Tout a débuté le 11 avril quand Master Poulet a ouvert ses portes, suscitant des tensions palpables entre le maire, qui prône la lutte contre la malbouffe, et des membres de LFI qui défendent la liberté commerciale. Dans son combat, Bouamrane cite les nuisances sonores et olfactives pour justifier ses actions, ce qui lui vaut de nombreuses critiques. However, selon l'étude de l'Ifop, le soutien à cette décision paraît bien plus large que prévu, car 55% des Français sont en accord avec la position du maire. Ce chiffre grimpe même à 75% parmi les ouvriers et 61% pour les habitants des banlieues populaires, tandis que l'opposition est remarquée chez les cadres (48%) et les résidents de quartiers plus aisés (29%).

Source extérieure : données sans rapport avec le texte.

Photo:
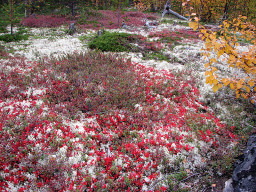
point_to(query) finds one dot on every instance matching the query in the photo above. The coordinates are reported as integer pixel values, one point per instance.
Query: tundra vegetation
(107, 108)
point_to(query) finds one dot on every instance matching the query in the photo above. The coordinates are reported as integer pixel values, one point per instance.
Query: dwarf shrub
(115, 42)
(14, 37)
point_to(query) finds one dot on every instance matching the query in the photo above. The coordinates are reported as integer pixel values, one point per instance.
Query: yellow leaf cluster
(226, 45)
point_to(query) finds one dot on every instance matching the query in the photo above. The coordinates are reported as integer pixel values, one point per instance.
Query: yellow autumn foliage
(225, 43)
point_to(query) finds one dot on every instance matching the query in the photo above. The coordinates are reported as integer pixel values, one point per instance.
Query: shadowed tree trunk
(73, 7)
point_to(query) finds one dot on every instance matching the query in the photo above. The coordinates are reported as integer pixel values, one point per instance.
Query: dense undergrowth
(95, 121)
(141, 119)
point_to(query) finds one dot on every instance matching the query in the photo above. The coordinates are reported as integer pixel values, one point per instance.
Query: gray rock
(244, 175)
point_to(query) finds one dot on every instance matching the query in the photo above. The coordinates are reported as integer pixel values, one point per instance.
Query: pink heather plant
(137, 118)
(44, 21)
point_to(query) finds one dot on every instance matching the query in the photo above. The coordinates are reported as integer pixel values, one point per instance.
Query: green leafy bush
(19, 36)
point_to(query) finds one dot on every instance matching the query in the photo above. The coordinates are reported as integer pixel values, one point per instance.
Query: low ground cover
(89, 121)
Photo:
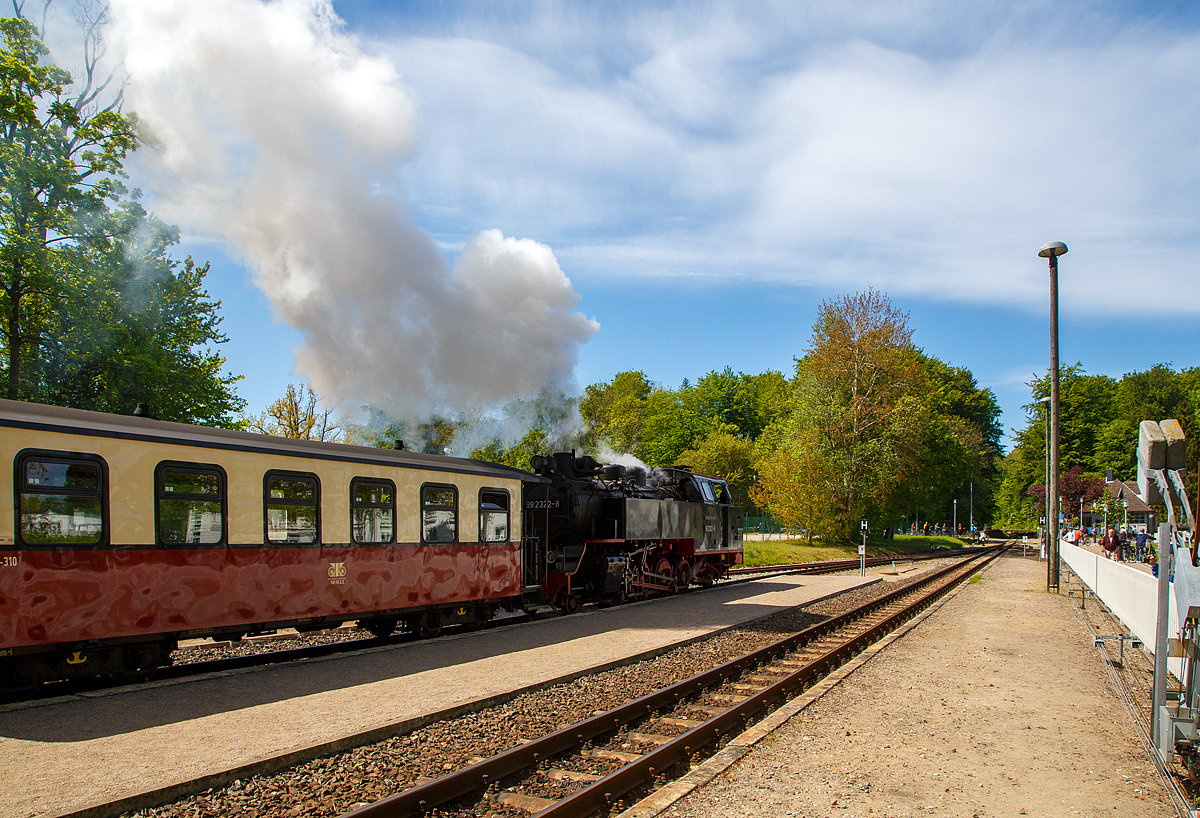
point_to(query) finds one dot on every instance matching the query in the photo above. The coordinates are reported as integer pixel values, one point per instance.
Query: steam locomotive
(615, 533)
(123, 535)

François Kraus, directeur du pôle « Politique/Actualités » de l'Ifop, souligne que ces résultats devraient inciter à repenser la narrative sur la gentrification. Loin de présenter Bouamrane comme l'ennemi des classes populaires, l'étude appelle à distinguer les récits militants et la réalité sociologique. La rhétorique des insoumis, qui dépeint le maire comme un défenseur d'une « classe supérieure », s'essouffle face aux données.
Un autre aspect de la discussion est que le rejet des fast-foods devient critique lorsqu'ils se rapprochent des résidents. En effet, 67% des Français refusent l'ouverture d'une enseigne comme Master Poulet dans leur rue, mais ce taux diminue à 56% dans leur quartier et 47% dans d'autres quartiers de leur commune. Ainsi, la réticence semble davantage liée à la proximité qu'à une position idéologique fixe.
Le maire, tout en revendiquant sa légitimité à agir contre l'expansion de ces enseignes, se confronte actuellement à des défis éthiques. Une enquête indique qu'un Français sur deux préfère limiter le développement des chaînes de restauration rapide, tandis que 32% maintiennent une position indécise.
Cette controverse illustre le fossé existant entre une gauche universaliste et une gauche plus communautaire. L'Ifop révèle une dichotomie au sein même de la gauche : 61% des sympathisants socialistes soutiennent le maire, alors que le soutien chez LFI tombe à 45%. De plus, la droite exprime un soutien encore plus marqué, avec 63% chez LR. Cela dévoile l'unicité de la situation qui, malgré sa nature locale, résonne à l'échelle nationale, attirant l'attention de plus de 52% des Français, un chiffre particulièrement notable à 68% chez les Franciliens.